Best Regards, Marcel
Hi Marcel,
while another process is performing changes the database state is not in a consistent state and cannot be read by other processes.
Anyway you'd probably not be able to see a lot because of XQuery Update's pending update list, especially if the calculation of changes to perform is much more expensive than actually writing them to disk. No changes are written back to the database until the very end of each query, so all you'd be able to debug is whether BaseX is working correctly.
Regards, Jens
Hi Jens,
thank you for the quick answer. You're right... hmm maybe i should explain my use case a bit clearer, i want to see changes after a query is completely processed. I would be nice to see if my query does the expected thing after each request to my server on the fly. Btw i'm using BaseX as my persistence behind a Jax-rs RESTful interface: don't ask i'm unfortunately not able to switch to restxq.
Currently i'm testing/experiment with my queries as follows:
- Send a manual test request to my server, the server binds the given request entity to a query and executes it.
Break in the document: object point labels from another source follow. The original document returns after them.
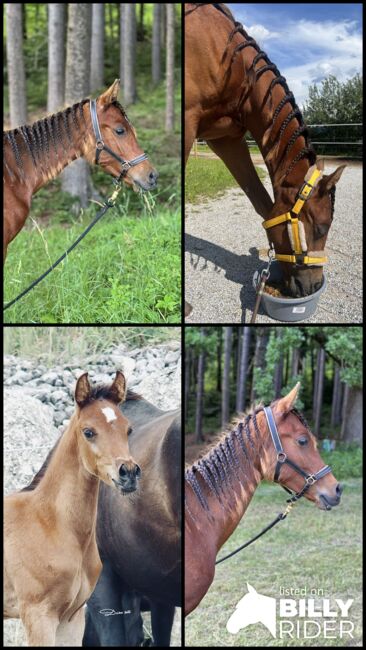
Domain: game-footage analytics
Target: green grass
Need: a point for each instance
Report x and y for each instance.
(311, 548)
(206, 178)
(127, 270)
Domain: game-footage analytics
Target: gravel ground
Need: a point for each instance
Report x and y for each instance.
(222, 238)
(34, 393)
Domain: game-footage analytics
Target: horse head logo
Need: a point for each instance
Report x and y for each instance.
(253, 608)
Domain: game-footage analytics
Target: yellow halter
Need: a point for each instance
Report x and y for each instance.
(296, 229)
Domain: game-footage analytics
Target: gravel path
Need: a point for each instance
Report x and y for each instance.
(222, 238)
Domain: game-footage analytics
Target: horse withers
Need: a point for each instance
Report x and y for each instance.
(271, 443)
(232, 87)
(139, 538)
(100, 132)
(51, 558)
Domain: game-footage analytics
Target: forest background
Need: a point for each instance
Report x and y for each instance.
(141, 44)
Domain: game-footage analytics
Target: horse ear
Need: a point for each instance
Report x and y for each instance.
(83, 389)
(111, 94)
(286, 403)
(118, 388)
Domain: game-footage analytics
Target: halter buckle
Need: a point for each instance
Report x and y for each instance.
(310, 480)
(308, 195)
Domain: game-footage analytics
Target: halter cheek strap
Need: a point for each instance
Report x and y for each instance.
(100, 145)
(310, 479)
(295, 228)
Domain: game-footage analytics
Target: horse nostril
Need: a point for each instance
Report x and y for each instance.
(123, 471)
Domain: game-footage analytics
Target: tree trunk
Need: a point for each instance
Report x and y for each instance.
(200, 395)
(352, 416)
(319, 391)
(15, 64)
(56, 56)
(141, 31)
(336, 398)
(260, 354)
(76, 177)
(130, 93)
(278, 369)
(169, 114)
(156, 49)
(97, 47)
(244, 361)
(225, 407)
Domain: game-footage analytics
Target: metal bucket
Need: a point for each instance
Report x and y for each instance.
(288, 309)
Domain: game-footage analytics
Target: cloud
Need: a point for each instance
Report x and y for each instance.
(261, 33)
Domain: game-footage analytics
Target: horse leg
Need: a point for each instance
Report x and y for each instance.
(70, 633)
(235, 154)
(162, 617)
(40, 627)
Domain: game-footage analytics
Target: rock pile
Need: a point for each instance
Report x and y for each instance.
(39, 401)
The query then hopefully updates the DB. - Then i open the DB within the GUI and look into it and see if the query worked out. - I also would like to inject small faults (like deleting sub nodes or whatever) to see how my query behave. (Due of this little requirement just a implementation of a GET/DELETE resource would not completely solve my problem). But for doing this i have to close the DB and therefore to stop my server. - Then i close the DB in the GUI and restart my server and perform the next manual persisting request.
It's kind of annoying :/ And since the database is safed for concurrent access be my person it would be nice to disable the locking. Maybe there is a better way? Maybe to close/reopen the database after each request? But this might be a potential performance killer, didn't it? Any suggestions are welcome.
Regards, Marcel
Am 15.08.2013 13:34, schrieb Jens Erat:
Hi Marcel,
while another process is performing changes the database state is not in a consistent state and cannot be read by other processes.
Anyway you'd probably not be able to see a lot because of XQuery Update's pending update list, especially if the calculation of changes to perform is much more expensive than actually writing them to disk. No changes are written back to the database until the very end of each query, so all you'd be able to debug is whether BaseX is working correctly.